I call shenanigans on that… and here’s why.
SaaS Marketing Plan Best Practices… aren’t always best!
Some would consider you a fool to ignore best practices, but if a particular tactic seems like the right thing to do to engage or convert the customer – and is also in the customer’s best interest – then you do it, best practices be damned!
That means looking deep and longingly into your customer’s eyes and understanding what’s going on behind those baby blues.
What is the customer thinking? What do they need? What’s In It For Them (WIIFT)? This is much easier when you know who your ideal customer is in the first place, BTW.
But c’mon… that’s hard… so you just copy others.
I mean, if it works for other SaaS companies – even if they aren’t in your product category or market position, even if they serve completely different customers than you do – it just *has* to work for you, right?
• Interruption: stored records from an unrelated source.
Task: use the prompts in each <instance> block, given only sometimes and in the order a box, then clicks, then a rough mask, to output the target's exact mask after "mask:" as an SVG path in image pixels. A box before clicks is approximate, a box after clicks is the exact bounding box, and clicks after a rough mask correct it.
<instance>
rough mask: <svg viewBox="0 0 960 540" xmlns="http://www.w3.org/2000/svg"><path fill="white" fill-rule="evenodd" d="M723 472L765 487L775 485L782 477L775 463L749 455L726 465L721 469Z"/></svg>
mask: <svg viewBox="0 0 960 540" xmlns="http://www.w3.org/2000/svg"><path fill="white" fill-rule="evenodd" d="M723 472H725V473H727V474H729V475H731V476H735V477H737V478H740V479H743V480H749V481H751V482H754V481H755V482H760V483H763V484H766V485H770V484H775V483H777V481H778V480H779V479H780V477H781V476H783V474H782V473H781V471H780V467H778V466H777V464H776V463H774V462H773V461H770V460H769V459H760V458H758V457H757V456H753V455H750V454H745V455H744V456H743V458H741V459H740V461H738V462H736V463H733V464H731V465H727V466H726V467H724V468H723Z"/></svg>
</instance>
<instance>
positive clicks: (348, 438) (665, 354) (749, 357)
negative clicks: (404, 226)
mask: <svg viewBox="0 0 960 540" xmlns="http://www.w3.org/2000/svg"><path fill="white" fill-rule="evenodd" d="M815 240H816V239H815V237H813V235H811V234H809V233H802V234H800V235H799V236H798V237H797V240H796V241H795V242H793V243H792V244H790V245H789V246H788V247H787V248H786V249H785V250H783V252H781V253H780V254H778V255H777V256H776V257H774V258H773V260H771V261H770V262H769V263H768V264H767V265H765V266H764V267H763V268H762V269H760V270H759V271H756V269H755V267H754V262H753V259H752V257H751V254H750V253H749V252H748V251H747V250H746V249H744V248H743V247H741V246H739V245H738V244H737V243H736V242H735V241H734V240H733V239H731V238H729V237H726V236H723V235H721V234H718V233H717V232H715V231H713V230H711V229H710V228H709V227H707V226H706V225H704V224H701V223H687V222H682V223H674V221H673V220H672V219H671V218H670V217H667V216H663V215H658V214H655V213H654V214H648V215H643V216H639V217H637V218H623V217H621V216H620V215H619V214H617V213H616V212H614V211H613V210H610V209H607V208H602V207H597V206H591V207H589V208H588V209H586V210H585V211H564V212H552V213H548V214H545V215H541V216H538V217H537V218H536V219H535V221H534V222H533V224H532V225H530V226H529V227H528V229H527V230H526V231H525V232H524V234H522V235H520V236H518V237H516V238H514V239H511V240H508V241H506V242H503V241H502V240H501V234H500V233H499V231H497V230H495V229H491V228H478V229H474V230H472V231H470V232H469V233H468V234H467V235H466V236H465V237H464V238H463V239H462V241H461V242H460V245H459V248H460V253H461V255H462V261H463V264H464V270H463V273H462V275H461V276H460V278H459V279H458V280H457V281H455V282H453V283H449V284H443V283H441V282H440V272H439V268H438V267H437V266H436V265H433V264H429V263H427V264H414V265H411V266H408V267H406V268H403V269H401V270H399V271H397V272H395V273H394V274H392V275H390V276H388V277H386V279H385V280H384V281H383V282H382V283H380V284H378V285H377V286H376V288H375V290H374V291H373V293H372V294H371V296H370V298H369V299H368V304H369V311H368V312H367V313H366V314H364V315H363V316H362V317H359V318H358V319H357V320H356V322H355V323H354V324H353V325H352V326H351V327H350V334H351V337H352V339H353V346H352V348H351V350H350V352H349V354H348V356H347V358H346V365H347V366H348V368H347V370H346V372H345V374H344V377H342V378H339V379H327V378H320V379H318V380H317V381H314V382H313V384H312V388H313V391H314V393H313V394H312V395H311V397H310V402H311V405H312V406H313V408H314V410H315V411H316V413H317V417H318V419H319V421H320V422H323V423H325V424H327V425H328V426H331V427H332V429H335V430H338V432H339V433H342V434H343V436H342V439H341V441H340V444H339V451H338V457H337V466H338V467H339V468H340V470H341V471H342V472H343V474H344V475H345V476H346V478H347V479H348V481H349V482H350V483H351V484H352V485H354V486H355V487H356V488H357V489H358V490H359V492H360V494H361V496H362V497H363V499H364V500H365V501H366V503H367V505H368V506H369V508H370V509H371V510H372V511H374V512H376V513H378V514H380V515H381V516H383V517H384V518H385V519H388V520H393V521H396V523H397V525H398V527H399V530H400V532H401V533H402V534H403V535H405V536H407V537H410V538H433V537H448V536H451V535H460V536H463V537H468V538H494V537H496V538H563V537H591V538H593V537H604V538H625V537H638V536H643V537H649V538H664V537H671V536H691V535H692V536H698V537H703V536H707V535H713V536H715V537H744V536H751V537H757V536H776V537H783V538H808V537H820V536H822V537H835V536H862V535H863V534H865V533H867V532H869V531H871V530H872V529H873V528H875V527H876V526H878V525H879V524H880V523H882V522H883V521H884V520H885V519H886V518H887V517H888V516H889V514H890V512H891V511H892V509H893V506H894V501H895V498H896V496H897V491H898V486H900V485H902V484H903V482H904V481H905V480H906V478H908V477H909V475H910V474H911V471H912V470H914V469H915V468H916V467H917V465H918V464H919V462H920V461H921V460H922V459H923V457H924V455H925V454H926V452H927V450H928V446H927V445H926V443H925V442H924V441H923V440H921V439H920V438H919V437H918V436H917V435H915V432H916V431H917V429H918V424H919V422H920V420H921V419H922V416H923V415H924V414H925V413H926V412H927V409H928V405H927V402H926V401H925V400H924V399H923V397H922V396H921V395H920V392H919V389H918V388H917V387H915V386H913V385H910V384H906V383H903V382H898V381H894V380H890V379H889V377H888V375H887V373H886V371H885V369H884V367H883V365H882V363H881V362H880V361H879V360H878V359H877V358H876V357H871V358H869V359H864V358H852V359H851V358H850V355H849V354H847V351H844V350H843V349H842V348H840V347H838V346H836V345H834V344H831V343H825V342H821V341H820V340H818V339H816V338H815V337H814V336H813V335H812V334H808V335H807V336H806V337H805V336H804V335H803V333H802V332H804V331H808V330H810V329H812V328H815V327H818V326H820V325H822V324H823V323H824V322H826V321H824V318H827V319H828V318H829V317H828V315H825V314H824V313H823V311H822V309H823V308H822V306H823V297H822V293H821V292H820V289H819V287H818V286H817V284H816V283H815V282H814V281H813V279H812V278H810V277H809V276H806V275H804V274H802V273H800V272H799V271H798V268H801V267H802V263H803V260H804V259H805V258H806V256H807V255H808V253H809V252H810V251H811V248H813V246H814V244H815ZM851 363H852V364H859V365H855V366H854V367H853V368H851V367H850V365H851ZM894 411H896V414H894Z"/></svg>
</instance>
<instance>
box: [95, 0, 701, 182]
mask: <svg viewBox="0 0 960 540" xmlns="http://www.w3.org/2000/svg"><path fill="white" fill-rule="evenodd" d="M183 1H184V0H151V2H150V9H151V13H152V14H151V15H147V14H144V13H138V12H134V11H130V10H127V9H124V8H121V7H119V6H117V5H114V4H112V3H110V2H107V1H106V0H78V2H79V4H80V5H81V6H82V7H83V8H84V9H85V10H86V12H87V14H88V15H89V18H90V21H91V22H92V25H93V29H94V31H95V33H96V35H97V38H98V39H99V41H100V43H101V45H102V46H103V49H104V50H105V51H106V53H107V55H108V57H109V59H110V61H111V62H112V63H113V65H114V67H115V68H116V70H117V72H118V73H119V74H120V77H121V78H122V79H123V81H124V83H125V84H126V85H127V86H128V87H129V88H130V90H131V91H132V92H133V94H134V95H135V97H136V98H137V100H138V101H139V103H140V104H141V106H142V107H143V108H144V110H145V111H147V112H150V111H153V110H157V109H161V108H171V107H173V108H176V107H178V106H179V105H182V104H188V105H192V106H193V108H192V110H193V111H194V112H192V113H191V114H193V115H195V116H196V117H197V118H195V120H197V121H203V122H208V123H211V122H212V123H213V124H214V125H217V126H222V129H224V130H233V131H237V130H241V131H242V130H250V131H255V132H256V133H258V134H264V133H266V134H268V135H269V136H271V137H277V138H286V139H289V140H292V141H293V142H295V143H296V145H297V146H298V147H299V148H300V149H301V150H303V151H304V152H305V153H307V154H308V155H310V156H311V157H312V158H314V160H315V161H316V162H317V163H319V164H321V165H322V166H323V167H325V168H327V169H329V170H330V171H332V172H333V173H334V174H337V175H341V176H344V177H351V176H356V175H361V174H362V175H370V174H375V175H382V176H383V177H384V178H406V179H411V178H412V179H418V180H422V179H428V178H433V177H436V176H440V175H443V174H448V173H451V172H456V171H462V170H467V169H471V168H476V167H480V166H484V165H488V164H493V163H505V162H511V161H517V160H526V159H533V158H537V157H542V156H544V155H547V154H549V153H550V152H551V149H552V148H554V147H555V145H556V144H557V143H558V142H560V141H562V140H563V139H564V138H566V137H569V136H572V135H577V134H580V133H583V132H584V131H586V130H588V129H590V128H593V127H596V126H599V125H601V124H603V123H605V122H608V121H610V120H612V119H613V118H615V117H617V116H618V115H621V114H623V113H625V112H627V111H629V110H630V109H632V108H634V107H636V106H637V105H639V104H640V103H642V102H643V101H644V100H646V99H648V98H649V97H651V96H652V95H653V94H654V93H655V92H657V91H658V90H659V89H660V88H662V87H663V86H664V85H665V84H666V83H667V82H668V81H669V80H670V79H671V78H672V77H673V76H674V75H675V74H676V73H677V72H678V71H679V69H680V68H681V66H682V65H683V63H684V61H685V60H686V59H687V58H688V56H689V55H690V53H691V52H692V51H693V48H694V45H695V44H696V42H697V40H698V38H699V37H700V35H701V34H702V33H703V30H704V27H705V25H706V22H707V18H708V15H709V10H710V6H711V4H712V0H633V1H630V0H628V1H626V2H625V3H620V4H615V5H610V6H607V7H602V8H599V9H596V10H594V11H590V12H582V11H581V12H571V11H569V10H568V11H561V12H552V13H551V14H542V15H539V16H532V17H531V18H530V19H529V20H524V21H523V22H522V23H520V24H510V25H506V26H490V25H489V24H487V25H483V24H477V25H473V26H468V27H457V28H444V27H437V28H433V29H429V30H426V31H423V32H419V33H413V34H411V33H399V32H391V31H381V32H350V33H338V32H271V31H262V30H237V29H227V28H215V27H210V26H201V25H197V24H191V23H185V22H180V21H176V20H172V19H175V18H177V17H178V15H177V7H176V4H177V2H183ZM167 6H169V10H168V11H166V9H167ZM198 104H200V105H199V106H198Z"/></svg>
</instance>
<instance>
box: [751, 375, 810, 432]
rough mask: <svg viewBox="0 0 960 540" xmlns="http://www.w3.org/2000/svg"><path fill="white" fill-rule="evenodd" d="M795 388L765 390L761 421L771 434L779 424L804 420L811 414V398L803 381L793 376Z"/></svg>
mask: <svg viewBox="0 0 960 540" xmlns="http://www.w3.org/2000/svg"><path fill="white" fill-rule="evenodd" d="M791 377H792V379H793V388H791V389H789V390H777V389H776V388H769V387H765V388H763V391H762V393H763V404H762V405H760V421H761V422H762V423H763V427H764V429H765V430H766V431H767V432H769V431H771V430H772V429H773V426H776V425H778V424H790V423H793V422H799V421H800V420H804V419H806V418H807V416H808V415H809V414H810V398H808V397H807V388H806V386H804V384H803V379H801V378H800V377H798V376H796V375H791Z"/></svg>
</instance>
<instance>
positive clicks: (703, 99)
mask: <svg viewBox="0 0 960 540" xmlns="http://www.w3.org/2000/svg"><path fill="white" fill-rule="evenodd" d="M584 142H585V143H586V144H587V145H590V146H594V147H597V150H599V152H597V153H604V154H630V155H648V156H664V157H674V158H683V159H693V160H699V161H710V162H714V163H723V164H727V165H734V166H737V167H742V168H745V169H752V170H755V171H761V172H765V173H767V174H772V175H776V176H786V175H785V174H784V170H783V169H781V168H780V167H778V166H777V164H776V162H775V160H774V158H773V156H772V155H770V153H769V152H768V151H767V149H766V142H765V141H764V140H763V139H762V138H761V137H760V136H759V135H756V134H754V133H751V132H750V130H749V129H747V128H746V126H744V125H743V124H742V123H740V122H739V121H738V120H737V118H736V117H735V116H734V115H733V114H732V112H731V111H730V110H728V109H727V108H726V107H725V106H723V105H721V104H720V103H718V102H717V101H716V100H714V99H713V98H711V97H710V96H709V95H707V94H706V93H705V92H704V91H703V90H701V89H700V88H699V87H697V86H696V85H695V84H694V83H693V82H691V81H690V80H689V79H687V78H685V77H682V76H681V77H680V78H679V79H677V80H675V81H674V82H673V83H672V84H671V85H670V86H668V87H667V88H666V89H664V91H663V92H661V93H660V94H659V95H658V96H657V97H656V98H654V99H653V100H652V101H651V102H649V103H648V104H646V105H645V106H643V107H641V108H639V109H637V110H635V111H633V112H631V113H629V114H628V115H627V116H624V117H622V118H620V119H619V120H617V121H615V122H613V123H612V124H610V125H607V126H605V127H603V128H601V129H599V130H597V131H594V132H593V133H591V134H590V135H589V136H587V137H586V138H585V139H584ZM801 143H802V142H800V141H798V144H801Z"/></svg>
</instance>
So you find companies that are successful, look at their site, read their follow-up emails, maybe watch some interviews with their founders, and then you full-on rip them off… often word-for-word and very often pixel-for-pixel!
Imitation is the sincerest form of flattery… and the quickest path to mediocrity
Look, there are reasons lots of SaaS providers copy companies like 37 Signals, Dropbox, KISSMetrics, Yammer, and Workday…
… and that’s because those companies didn’t copy what other SaaS providers were doing!
SaaS Marketing: Imitation is the sincerest form of flattery… and the quickest path to mediocrity http://t.co/1yEyfX7bpg
— Lincoln Murphy (@lincolnmurphy) May 18, 2013
Instead, those companies thought about the customer and the goals they wanted to achieve and made it happen.
They did things that were innovative not just to be innovative, but to achieve their goals.
They realized that to grow significantly, they had to think not “outside the box,” but rather inside their customer’s head.
Those companies looked to what the customer needed, wanted, and would do to spread the word, and built around that, even if it meant trying something no other SaaS provider had done before!
Growth Hacker or Growth Copyist?
In fact, there’s a fairly noticeable pattern in this business… one SaaS company takes a chance with a different pricing page layout, sales model, new types of viral expansion or a different email follow-up sequence, that chance pays off… and then everyone else starts doing the same thing.
Then, while everyone else is busy copying that thing or trying to “learn” more about it or debate its merits on Quora or GrowthHackers.com, that company moves on to the next thing that will catapult them further forward… and the next thing… and the next thing.
I wonder how many companies consider themselves to be innovative, but won’t do something unless someone Twitter-famous has already tried it?
These companies don’t employ “growth hackers” but rather “growth copyists.”
Companies that are copied are copied for a reason… and the companies that copy, well… there’s a reason no one copies them, right?
Copying shows that you aren’t thinking about your customer and building the process around them… and that’s a recipe for mediocrity.
And you didn’t set out to be mediocre, right?